Aux côtés de ces trois premiers pays sanctionnés, figuraient sur une première liste noire Fidji, le Panama, le Togo, le Sri Lanka et Vanuatu, à qui Bruxelles avait adressé un carton rouge en novembre 2012. Ces cinq-là ont, semble-t-il, montré qu’ils avaient réalisé des efforts significatifs pour redresser la situation. Un autre groupe a été averti qu’il devait s’améliorer : il s’agit de la Corée du sud, du Ghana et de Curacao, un petit Etat autonome des Antilles, qui ont reçu des « cartons jaunes » en novembre 2013 pour leur manque de coopération.
Si l’Europe se veut le fer de lance de la lutte contre les pratiques illégales dans la pêche, c’est que celles-ci ont des impacts ravageurs sur la ressource. L'activité de bateaux pirates met en péril l’économie de pays qui ne sont pas armés pour défendre leurs côtes. Menées en dehors d’accords bilatéraux, leurs campagnes de pêche déstabilisent grandement les communautés des artisans et des mareyeurs locaux.
15% DE LA PÊCHE MONDIALE
Mais Bruxelles agit aussi pour défendre l’intérêt de ses propres flottilles contre cette concurrence déloyale. De 11 à 26 millions de tonnes de poissons seraient capturés illégalement chaque année, selon les services de Mme Damanaki, ce qui représenterait un marché de 10 milliards d’euros, soit environ 15 % de la pêche mondiale.

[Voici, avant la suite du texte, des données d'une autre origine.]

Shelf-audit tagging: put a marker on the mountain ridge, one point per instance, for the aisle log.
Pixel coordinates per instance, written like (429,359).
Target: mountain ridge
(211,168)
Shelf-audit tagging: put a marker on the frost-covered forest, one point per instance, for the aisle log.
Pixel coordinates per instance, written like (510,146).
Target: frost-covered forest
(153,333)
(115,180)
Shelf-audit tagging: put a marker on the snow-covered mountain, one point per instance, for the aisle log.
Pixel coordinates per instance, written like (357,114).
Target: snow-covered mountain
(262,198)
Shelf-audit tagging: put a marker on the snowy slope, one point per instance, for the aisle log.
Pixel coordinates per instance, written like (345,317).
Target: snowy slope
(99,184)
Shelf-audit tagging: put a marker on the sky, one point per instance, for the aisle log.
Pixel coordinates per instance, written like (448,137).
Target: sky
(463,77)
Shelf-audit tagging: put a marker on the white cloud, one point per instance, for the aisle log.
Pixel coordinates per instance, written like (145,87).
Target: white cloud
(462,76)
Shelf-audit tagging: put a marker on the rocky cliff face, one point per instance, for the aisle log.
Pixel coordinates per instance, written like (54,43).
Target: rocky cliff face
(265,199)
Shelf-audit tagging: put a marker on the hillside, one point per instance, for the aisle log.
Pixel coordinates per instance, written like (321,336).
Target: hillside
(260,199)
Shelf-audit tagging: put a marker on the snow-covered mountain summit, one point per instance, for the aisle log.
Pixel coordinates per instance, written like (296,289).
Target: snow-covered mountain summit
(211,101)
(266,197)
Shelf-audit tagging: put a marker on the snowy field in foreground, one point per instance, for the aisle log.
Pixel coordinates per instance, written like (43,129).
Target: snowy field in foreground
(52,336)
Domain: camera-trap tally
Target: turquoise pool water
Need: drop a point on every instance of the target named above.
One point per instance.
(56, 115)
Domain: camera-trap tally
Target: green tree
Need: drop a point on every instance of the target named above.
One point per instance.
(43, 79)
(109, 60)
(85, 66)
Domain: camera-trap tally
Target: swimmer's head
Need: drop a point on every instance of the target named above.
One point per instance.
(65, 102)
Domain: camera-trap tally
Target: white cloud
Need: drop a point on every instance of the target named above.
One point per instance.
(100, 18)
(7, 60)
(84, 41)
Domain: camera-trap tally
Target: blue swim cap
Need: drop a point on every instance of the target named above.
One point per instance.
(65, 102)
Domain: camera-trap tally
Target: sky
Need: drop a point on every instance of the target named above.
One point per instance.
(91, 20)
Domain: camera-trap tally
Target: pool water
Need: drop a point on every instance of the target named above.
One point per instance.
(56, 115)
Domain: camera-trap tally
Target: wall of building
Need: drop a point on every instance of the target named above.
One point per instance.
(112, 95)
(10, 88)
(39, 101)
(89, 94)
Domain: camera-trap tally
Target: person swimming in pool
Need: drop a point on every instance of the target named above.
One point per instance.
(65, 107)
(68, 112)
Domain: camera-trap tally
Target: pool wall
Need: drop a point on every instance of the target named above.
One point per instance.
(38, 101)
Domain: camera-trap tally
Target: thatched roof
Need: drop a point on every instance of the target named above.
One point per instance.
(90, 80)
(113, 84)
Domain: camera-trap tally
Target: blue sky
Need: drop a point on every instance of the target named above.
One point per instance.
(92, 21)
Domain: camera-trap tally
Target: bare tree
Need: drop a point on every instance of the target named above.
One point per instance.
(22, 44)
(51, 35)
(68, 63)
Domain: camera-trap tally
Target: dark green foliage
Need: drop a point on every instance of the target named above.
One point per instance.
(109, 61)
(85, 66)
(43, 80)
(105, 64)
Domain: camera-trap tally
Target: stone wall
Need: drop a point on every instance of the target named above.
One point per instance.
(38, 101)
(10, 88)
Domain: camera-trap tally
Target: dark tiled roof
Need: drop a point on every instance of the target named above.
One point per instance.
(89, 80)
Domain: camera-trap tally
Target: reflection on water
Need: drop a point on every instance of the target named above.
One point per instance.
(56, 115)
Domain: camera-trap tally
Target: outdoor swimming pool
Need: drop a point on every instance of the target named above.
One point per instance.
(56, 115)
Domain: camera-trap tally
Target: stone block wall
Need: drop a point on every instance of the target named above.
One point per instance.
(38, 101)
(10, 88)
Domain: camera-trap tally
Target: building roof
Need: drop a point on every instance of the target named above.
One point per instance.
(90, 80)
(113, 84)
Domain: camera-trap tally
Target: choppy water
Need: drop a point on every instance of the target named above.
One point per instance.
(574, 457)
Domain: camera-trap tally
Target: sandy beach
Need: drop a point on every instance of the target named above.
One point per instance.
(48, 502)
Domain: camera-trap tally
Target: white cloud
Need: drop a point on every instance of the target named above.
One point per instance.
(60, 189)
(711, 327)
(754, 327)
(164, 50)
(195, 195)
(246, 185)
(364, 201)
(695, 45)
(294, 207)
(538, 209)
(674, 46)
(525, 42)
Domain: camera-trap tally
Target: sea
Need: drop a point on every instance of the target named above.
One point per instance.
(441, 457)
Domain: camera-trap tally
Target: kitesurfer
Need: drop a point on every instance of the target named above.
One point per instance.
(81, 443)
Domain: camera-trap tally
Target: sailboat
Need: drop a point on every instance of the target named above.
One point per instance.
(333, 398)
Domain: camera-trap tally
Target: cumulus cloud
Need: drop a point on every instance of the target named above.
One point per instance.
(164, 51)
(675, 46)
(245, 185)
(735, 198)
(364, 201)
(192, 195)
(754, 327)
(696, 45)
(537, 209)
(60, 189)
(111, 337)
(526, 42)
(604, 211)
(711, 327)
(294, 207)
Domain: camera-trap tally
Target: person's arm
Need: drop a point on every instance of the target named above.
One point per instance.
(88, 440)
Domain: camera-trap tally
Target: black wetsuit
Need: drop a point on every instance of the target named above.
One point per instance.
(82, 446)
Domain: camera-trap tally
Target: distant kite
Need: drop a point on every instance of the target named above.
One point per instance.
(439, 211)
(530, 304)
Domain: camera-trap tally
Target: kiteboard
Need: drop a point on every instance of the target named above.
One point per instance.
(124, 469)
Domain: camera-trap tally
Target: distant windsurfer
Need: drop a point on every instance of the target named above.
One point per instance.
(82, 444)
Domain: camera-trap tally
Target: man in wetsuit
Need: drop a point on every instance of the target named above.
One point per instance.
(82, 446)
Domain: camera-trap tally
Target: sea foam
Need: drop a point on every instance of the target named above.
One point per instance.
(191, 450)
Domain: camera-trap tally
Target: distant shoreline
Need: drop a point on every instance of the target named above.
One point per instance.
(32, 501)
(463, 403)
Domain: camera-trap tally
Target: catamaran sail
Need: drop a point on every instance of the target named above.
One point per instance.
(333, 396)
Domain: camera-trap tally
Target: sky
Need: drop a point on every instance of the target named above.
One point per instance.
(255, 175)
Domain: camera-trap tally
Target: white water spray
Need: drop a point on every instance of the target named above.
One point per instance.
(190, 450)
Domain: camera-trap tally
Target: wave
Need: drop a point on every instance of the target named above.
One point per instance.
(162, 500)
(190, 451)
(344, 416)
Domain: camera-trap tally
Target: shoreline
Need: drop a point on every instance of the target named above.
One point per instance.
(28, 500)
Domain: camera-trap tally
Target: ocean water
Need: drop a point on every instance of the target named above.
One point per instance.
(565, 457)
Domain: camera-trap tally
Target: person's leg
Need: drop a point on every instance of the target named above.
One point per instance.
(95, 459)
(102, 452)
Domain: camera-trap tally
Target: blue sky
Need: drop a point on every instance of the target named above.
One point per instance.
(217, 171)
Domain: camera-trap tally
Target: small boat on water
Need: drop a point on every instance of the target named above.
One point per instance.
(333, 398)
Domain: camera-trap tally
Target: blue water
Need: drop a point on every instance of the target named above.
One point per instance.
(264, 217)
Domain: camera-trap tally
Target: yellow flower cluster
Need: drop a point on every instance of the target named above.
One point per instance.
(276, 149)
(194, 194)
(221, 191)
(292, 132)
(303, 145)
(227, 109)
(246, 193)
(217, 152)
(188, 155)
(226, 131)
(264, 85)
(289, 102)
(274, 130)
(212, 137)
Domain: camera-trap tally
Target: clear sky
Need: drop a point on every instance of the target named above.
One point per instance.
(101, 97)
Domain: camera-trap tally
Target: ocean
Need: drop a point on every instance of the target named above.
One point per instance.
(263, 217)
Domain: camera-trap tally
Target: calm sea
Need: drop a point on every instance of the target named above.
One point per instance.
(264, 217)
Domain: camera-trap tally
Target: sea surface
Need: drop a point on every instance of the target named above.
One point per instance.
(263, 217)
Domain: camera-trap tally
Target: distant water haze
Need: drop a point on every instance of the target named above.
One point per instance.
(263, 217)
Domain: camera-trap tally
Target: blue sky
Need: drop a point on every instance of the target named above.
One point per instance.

Vouloir réglementer les pratiques illicites autour du globe tient néanmoins de la gageure. Fin 2013, par exemple, le Holland Klipper avait débarqué sans encombre dans le port de Busan, au sud de la Corée, pour y écouler une cargaison de poisson suspectée d’être illégale et évaluée à plus de 10 millions d’euros. Ce navire de 4 000 tonnes, qui avait changé plusieurs fois de nom et battait pavillon néerlandais, avait été repéré par l'ONG Environmental Justice Fondation au large de la Guinée et du Sierra Leone. Une fois l'affaire révélée, les autorités sud-coréennes avaient été contraintes d'annoncer le lancement d’une enquête.